За глухарем

косолапый зверь

Нелюдимо, неприветливо, на десятки верст раскинулось моховое болото. Редкие, убогие сосны, как карлики со старческим лицом и ростом младенца, не живят картины, не веселят взора. Еще мрачнее, еще унылее глядят боровины и чернолесье. Весеннее солнце местами растопило снег, но еще не пробудило, не оживило угрюмого леса. На всем еще зимняя спячка.

Третий — лишний?

Все спит. Спит тяжелым, безжизненным сном. Свинцовое, покрытое сплошною тучею, небо надвинулось на самые верхушки елей и давит, и гнетет. В воздухе — гробовая тишь. Ни треска, ни шелеста. Ни одного живого звука. Смеркается. Холодно.

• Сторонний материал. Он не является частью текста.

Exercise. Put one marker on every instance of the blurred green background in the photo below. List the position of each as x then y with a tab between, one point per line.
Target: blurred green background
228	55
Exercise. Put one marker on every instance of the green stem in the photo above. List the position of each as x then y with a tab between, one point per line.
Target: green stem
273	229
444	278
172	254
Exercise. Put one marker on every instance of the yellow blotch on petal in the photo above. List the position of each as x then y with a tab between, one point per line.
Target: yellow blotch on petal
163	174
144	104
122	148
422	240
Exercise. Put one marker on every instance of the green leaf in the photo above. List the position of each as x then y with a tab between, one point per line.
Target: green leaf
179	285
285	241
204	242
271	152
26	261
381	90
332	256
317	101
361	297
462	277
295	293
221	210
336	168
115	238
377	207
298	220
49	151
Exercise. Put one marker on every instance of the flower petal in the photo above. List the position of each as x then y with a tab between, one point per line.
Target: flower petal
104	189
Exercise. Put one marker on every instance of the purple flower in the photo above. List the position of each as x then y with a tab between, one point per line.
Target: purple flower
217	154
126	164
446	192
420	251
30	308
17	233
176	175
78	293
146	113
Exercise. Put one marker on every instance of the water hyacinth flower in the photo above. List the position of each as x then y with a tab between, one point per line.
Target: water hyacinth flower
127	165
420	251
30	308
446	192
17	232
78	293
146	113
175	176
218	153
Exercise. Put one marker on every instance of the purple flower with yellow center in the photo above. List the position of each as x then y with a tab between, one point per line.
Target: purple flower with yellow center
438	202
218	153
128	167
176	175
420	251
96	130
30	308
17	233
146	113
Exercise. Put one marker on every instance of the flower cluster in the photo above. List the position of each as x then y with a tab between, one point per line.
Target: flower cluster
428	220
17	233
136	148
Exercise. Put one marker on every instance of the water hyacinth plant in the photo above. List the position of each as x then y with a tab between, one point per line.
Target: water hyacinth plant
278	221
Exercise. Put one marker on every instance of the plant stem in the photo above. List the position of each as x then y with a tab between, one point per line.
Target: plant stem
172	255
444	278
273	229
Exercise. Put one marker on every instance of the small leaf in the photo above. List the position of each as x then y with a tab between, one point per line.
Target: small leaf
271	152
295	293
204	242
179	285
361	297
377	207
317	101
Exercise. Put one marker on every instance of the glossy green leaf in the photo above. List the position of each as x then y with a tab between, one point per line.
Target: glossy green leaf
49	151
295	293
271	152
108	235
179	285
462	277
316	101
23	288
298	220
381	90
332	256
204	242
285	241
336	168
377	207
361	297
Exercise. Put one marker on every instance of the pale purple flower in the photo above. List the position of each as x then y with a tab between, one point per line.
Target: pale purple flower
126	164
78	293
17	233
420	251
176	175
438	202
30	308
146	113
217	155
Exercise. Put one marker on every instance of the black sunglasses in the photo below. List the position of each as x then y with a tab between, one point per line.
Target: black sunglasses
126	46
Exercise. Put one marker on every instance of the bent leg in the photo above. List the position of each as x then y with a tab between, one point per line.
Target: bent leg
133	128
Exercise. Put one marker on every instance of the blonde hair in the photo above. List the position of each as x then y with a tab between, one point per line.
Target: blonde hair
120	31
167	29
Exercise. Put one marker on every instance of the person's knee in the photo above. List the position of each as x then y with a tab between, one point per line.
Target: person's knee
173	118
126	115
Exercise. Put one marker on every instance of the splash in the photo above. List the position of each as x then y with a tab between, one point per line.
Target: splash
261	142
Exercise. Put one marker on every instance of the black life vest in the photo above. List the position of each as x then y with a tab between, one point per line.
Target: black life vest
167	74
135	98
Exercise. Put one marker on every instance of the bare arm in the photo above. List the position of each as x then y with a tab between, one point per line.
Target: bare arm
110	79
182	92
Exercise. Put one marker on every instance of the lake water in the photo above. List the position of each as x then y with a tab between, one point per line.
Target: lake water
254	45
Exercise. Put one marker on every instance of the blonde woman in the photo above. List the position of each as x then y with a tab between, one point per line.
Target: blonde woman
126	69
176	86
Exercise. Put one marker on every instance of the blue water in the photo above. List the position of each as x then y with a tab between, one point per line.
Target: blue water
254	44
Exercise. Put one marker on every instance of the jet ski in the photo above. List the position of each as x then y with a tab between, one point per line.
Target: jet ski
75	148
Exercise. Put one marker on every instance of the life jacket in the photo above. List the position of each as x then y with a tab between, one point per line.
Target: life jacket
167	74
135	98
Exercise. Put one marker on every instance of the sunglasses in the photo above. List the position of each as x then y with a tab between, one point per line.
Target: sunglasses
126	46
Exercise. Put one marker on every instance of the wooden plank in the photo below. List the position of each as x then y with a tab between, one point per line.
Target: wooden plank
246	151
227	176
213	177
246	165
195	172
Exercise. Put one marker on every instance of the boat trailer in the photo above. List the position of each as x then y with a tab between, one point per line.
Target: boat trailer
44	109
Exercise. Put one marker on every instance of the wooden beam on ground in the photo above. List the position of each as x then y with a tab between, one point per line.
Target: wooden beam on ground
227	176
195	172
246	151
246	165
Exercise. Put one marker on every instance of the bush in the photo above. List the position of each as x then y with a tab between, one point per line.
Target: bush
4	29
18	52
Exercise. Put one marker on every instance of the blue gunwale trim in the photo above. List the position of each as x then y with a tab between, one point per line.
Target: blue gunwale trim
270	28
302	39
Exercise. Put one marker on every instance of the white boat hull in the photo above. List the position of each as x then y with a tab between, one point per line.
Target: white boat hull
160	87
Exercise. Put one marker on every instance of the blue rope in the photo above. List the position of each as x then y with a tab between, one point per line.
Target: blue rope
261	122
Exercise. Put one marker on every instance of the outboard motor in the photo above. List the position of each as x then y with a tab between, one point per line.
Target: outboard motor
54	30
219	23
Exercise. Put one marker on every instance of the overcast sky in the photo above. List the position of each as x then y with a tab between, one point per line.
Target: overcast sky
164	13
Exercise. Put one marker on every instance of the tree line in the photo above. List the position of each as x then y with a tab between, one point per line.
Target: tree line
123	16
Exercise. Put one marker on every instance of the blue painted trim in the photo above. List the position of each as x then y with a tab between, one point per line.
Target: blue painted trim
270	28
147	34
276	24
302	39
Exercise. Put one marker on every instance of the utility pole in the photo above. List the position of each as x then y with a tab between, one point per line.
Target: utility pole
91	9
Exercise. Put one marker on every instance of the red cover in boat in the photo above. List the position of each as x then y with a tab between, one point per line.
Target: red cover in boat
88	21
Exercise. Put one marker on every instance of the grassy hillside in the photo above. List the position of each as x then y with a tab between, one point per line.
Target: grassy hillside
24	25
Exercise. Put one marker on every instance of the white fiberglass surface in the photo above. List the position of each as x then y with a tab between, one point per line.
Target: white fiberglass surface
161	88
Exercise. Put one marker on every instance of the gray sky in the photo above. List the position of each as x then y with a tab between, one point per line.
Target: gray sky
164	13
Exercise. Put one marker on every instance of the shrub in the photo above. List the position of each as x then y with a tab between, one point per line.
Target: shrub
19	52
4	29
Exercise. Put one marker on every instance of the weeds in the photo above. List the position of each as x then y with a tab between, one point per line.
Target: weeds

Небольшая партия охотников пробирается от боровины до боровины уверенною поступью людей, хорошо знающих дорогу. Всех их трое. Незатейлив их мужицкий костюм, нероскошны их охотничьи доспехи. Несложен, незатейлив и разговор их. Изредка перекидываясь словом или двумя, шагают они по мху и амшаре (трухляку. — Прим. редакции) твердым, не знающим устали мужицким шагом.

Это Алексей и Кузьма из Борков да дядя Степан из соседней деревни. Алексей и Кузьма — мужики еще совсем молодые. Дядя Степан — почтенный старик. Он идет сзади, но не отстает. Его рослая, худая, слегка погнувшаяся наперед фигура носит на себе отпечаток особенной степенности, и его товарищи относятся к нему с видимым почтением.

За спиною у него — неизменный шелгунок (мешок, котомка. — Прим. редакции) и длинная, такая же солидная, как и сам он, одностволка, очевидная переделка солдатского ружья, некогда защищавшего Севастополь. У Алексея и Кузьмы — коротенькие, несомненно, неоднократно надрезанные двустволки и с виду вовсе не солидные. За спиною у них — те же шелгунки и, кроме того, сзади за поясом у каждого из них по топору.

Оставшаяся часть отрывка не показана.